COVID-19 struck logistics

When the COVID19 pandemic struck, it hit right at the heart of logistics, meaning that in the entire period that international flights were grounded from March to August 2020, the entire industry of fresh produce for export took a big hit.

The report says that the ban on passenger flights led to reduced airfreight capacity by up to 40 per cent as airfreight in Kenya is dominated by belly capacity.  “According to the Fresh Produce Exporters Association of Kenya (FPEAK), the ban led to airfreight capacity reduction, from the usual 5,000 tonnes per day to 1,500 tonnes,” added the report.

It took the combined effort of airline players like the Kenya Airports Authority and Kenya Airways to come to the rescue of fresh produce exporters. For example, Kenya Airways converted a number of passenger planes to fly approximately 40 tonnes of fresh fruits and vegetables to Europe.

Significant revenue earner

Over 60 per cent of cargo loaded from Jomo Kenyatta International Airport (JKIA) is fresh produce, making it a significant revenue earner for the airport. As a result, the facility has continued to give preference to this important industry.

“To accommodate the growth in horticultural exports, JKIA has a specialised area dedicated to freight,” says the report.  “The freight area has 14 pack houses with pre-cooling and processing facilities for cut flowers, fruits, and other fresh produce.  The airport has a capacity of approximately 1 million tonnes of cargo annually.”

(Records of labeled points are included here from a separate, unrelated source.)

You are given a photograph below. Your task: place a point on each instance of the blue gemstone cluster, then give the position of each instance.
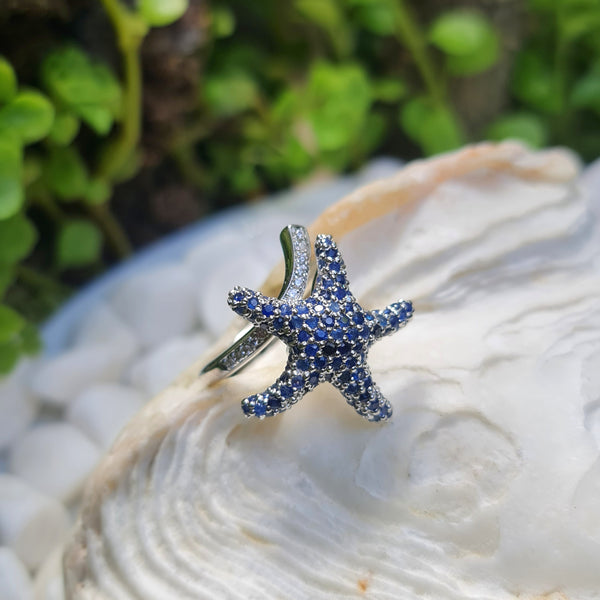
(328, 335)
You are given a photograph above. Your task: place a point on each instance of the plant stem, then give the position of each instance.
(410, 33)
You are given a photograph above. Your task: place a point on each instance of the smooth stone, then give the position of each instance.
(103, 409)
(153, 372)
(61, 379)
(31, 523)
(18, 407)
(55, 458)
(159, 304)
(15, 583)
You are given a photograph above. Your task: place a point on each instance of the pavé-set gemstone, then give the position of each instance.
(328, 335)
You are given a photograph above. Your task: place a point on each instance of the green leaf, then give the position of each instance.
(6, 277)
(66, 173)
(527, 127)
(11, 195)
(30, 115)
(586, 91)
(79, 243)
(99, 118)
(157, 13)
(8, 81)
(534, 84)
(433, 127)
(230, 92)
(87, 88)
(17, 238)
(460, 32)
(98, 191)
(11, 323)
(64, 129)
(389, 90)
(471, 64)
(9, 356)
(339, 99)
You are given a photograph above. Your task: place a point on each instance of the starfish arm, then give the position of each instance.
(391, 318)
(331, 270)
(268, 313)
(289, 387)
(362, 393)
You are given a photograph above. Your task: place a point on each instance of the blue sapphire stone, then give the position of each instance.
(320, 362)
(303, 336)
(311, 349)
(344, 376)
(260, 408)
(312, 322)
(274, 403)
(286, 391)
(337, 334)
(303, 364)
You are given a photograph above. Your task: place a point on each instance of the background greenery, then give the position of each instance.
(121, 121)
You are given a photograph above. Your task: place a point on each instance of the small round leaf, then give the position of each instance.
(157, 13)
(17, 238)
(30, 115)
(79, 243)
(8, 81)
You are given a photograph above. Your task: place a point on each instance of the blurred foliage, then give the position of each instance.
(288, 89)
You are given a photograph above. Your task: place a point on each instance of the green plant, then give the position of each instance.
(41, 167)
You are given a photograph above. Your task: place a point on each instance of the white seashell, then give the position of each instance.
(18, 408)
(484, 484)
(15, 583)
(158, 304)
(31, 524)
(153, 372)
(55, 458)
(60, 379)
(103, 409)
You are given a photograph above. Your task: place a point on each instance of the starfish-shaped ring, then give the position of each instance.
(328, 334)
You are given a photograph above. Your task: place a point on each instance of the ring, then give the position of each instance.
(328, 334)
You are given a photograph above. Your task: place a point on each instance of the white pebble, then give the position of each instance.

Fruits make up 34 per cent of fresh produce shipments from Kenya, with avocadoes taking the lion’s share.  The Kenyan avocado recorded 9,990 shipments in 2020, shipping to 57 destinations from 35 in 2017.  Pineapples come in second, followed by mango, passion fruit and raspberries.  The export of lemons, pawpaws, custard and bananas has also been on the increase.

French beans top the list as the most exported vegetable from Kenya. In 2019, 18 million kilos of French beans were shipped to 34 destinations. However, in 2020, the export of French beans declined to 14 million kilos due to the COVID-19 pandemic since there were no flights between March and August.

Cut flowers command the largest share of fresh produce exported from Kenya.  Analysis for the period 2017 to 2020 indicates that the sales of cut flowers have been on an upward trend.  Kenya’s rose flower is the single most exported flower from Kenya, with the highest global footprint at 123 destinations recording 297,541 shipments.